After being sidelined with his TV series since 1968, Flipper has resurfaced in the big leagues as the mascot of the Miami Dolphins. But he’ll have competition in the Orange Bowl end zone. The team has also hired a galaxy of cheerleaders called the Starbrites. While Flipper may flip over co-stars Patty Hagans and Connie Blalock, their boss—June Taylor, the old Jackie Gleason choreographer—warns that they’ll practice hard. She won’t have just a bunch of “jigglers.”
Victor Mature, on location in New York, is still, at 62, the incredible “hunk.” He has been lured back for another cameo, this time with Sophia Loren in the movie Firepower (despite the embarrassment of his 1976 bomb, Won Ton Ton, the Dog Who Saved Hollywood). Explains Mature: “How can anyone stay in retirement when asked to play with Sophia? Plus, Michael Winner is a great director.” Fine, but don’t Winner’s credits include Won Ton Ton?
When the Democrats in Georgia’s sixth congressional district (just south of Atlanta) turn out for a primary, they do it whole hog. Betty Talmadge has six opponents, two of whom are expected to outpoll her. So, to fill her campaign piggy bank, the ex-wife of Sen. Herman Talmadge invited Georgians (at $25 to $200 a head) down home to Lovejoy to enjoy some barbecued pig. Though she won’t talk about Hummon and their divorce, a prime bone of contention between the couple was businesswoman Betty’s refusal to turn over $756,000 she received for the sale of land the senator had put in her name. Meanwhile details of his real estate shenanigans disclosed in the divorce transcript are being explored by the Senate Ethics Committee and the IRS, meaning that Betty might not be the only Talmadge facing a trial by political fire.

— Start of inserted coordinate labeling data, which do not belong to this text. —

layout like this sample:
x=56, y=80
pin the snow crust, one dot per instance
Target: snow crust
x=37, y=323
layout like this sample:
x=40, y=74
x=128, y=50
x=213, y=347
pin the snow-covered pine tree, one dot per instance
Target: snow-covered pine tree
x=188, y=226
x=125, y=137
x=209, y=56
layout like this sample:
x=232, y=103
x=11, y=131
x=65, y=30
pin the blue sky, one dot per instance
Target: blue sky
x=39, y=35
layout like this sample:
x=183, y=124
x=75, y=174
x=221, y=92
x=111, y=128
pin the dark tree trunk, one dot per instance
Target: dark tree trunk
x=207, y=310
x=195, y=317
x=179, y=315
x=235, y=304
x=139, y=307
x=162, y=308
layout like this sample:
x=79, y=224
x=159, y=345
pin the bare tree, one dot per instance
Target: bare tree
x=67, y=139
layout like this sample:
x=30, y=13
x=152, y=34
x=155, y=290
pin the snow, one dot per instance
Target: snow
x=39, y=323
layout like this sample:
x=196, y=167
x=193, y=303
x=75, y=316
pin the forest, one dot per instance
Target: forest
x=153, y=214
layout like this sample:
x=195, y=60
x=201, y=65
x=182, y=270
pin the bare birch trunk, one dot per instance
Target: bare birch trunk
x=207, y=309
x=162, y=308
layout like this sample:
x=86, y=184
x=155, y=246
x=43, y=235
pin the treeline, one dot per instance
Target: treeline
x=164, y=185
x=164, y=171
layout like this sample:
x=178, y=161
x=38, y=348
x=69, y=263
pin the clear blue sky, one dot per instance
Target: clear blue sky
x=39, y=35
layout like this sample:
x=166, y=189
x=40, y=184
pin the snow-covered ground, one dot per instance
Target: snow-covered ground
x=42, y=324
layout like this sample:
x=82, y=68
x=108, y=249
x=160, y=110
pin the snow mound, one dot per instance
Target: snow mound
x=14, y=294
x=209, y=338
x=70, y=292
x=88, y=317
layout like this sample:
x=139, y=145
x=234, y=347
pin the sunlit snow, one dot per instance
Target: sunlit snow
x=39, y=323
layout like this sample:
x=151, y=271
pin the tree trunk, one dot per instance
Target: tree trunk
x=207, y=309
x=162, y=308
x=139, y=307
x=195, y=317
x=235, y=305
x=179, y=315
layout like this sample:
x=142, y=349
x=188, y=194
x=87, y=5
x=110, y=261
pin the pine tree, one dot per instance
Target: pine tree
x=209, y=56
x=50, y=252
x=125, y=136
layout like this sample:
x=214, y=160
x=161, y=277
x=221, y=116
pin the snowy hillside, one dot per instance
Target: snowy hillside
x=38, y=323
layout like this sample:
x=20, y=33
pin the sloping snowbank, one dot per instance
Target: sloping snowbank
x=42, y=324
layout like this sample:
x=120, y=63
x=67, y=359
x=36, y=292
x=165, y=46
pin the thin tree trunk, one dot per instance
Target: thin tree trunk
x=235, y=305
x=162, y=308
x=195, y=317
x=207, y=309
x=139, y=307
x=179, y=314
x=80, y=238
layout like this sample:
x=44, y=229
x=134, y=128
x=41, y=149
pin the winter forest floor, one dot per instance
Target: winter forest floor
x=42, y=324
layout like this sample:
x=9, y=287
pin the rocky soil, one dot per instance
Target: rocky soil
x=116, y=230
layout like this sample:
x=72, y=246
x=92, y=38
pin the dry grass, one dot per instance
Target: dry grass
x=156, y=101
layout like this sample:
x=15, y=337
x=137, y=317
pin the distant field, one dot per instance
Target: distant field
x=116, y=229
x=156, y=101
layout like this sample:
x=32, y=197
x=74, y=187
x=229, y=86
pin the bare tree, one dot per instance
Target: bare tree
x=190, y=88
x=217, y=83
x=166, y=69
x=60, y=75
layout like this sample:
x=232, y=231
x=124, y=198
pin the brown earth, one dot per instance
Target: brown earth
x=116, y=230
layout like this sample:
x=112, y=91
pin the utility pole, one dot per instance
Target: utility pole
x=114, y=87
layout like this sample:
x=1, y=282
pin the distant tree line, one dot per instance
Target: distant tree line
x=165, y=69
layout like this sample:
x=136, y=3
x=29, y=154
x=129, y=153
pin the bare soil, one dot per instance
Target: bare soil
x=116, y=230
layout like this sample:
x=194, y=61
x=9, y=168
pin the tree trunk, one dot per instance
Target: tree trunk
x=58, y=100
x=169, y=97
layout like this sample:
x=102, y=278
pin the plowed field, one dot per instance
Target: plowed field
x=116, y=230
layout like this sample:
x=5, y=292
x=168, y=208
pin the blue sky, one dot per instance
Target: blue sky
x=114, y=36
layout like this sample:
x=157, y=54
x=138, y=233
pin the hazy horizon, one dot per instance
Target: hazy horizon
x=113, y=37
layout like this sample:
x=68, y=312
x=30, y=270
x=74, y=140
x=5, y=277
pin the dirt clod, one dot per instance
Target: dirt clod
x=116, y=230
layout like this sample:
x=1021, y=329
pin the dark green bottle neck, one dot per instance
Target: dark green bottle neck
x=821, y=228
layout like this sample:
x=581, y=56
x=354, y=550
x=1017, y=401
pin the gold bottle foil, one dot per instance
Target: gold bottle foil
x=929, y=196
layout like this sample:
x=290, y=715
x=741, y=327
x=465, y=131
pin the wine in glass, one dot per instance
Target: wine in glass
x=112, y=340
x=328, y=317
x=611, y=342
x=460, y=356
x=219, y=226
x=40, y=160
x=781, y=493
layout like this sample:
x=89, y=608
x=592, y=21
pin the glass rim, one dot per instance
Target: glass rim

When Alana Collins divorced George Hamilton in 1976, custody of son Ashley, now 3, was readily resolved in her favor, but the old man got ample visitation, as in this dinner reunion at Beverly Hills’ Mr. Chow restaurant. Yet what Alana dug in over—aside from $2,500 a month—was some career help. She wanted George to star with her in a TV pilot based on their domestic disarray. “If you do this for me, I’ll make it worth your while,” she said. Okay, agreed George, but with the shooting over, he has doubts about the deal. “You get a choice—alimony or the slammer,” shrugs Hamilton, jocularly. “So I think of this as going to the slammer.”
The first round of the world chess championship in the Philippines ended in a draw. When émigré challenger Viktor Korchnoi sought to play under the Swiss flag, champion Anatoly Karpov and the Soviet camp said nyet. The Russians pointed out that Korchnoi, who fled the U.S.S.R in 1976, was not a Swiss citizen. They suggested he appear under a white standard stamped “Stateless.” Officials ultimately ruled neither player could show the colors. Except, as Korchnoi did, on the eve of the match with hospitable Filipino Amelia Braly.
First, Andrew Young; now, Marlon Brando. The actor, joining an Indian protest powwow in the very shadow of the White House, declaimed: “We’re the last nation on earth to give up our colonial control of a people.” What brought some 2,000 Indians to town (40 had walked from San Francisco to the capital) was proposed legislation that would cancel all past treaties and, they claim, make vast areas held by the federal government in trust for the tribes more readily available to private development. Soon Brando will go more directly public with his case, overseeing and starring in a 14-part series for ABC that the network hopes will be the Indian Roots.